Avant de commencer ma chronique, je tiens tout d’abord à remercier très chaleureusement les Editions Denoël pour m’avoir fait cet ouvrage. Je l’avais déjà repérer depuis un petit moment, j’avoue que le thème m’a tout de suite intéréssé ainsi que sa belle couverture et puis le Japon étant un pays que j’affectionne particulièrement, que l’histoire se situe là bas a été un argument supplémentaire qui a fait que je ne pouvais pas passé à côté de ce livre.
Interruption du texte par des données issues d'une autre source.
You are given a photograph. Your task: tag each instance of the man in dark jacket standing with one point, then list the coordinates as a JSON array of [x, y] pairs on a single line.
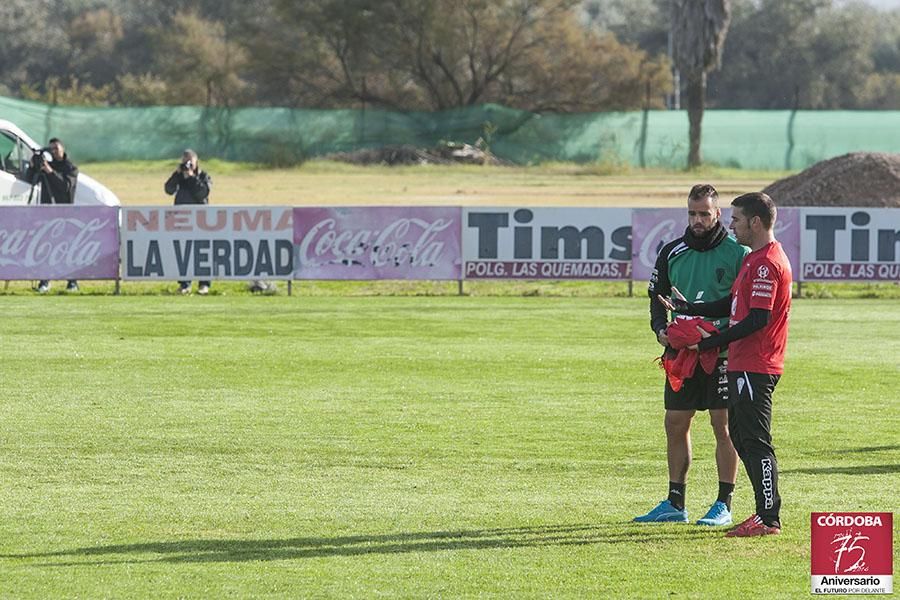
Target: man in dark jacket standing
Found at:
[[58, 178], [191, 185]]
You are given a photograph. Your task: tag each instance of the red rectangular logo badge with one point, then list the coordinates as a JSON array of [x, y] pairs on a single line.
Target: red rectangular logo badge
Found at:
[[852, 553]]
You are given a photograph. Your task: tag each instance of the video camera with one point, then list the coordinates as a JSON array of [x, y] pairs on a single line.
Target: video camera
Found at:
[[41, 156]]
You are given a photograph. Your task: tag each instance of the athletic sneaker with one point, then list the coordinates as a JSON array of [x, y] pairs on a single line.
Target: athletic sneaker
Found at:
[[663, 513], [751, 527], [717, 515]]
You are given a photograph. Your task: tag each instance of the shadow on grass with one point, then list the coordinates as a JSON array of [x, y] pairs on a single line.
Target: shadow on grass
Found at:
[[852, 470], [867, 449], [213, 550]]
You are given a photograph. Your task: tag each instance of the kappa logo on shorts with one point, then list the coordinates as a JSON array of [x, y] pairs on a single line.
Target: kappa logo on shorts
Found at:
[[852, 553]]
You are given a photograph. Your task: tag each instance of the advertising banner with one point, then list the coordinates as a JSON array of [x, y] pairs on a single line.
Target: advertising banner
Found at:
[[847, 244], [654, 227], [547, 243], [59, 242], [205, 242], [379, 242]]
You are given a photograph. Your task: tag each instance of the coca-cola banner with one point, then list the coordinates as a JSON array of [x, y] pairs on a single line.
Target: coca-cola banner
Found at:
[[206, 242], [384, 242], [653, 227], [547, 243], [59, 242], [861, 244]]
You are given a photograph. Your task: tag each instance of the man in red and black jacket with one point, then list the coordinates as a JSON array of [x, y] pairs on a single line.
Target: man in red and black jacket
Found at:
[[759, 305]]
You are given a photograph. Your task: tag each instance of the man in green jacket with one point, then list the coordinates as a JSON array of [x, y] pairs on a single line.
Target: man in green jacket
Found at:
[[702, 264]]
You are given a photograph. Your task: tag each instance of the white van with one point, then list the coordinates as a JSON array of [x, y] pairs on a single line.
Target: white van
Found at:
[[16, 150]]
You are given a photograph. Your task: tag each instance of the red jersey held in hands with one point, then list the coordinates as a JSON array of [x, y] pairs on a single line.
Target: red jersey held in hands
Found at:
[[764, 281]]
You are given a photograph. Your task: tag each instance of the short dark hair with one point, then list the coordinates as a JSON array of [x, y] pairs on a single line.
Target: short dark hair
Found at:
[[704, 190], [757, 204]]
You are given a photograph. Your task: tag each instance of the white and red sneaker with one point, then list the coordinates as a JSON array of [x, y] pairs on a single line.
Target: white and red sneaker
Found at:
[[753, 526]]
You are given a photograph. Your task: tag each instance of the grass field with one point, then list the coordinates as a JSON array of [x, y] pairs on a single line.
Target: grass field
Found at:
[[155, 446], [330, 183]]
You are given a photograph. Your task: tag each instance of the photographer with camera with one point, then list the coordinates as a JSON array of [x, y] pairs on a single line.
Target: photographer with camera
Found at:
[[190, 185], [51, 168]]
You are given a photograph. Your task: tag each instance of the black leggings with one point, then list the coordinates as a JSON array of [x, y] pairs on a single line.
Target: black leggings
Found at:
[[750, 424]]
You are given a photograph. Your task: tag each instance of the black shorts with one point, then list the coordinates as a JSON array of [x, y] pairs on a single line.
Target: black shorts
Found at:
[[702, 391]]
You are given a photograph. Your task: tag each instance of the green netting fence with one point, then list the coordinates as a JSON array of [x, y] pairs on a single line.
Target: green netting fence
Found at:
[[745, 139]]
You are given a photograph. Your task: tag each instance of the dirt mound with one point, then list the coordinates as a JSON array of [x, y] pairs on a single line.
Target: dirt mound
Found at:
[[444, 154], [855, 179]]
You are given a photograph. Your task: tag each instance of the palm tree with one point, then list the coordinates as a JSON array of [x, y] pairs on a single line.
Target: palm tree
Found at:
[[698, 33]]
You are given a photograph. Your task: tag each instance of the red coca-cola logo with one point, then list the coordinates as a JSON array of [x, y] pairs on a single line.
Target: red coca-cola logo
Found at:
[[403, 242], [60, 241]]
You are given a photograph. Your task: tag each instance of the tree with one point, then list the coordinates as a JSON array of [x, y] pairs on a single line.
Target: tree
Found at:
[[441, 54], [698, 33]]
Dans cette histoire, nous allons retrouver Keiko Furukura qui à 36 ans est vendeuse dans un konbini, c’est une superette ouverte 24h/24 et 7jours sur 7. Keiko y est employé depuis 18 ans et s’y sent bien, sa famille en revanche s’inquiète de la voir toujours célibataire et précaire à un âge où ses amies de facs sont déjà mariées et mère de famille. Dans une pèriode où le konbini va être en manque de main d’oeuvre, on embauche Shiraha, qui à 35 ans et est également célibataire. Ce dernier ne postulera dans cette superette que pour poursuivre une jeune femme qui lui plait, quand cette information est découverte il sera aussitôt licencié. A partir de là, Keiko et Shiraha vont convenir d’un arrangement qui leur permettra de ne plus être juger par la société mais combien de temps cela durera…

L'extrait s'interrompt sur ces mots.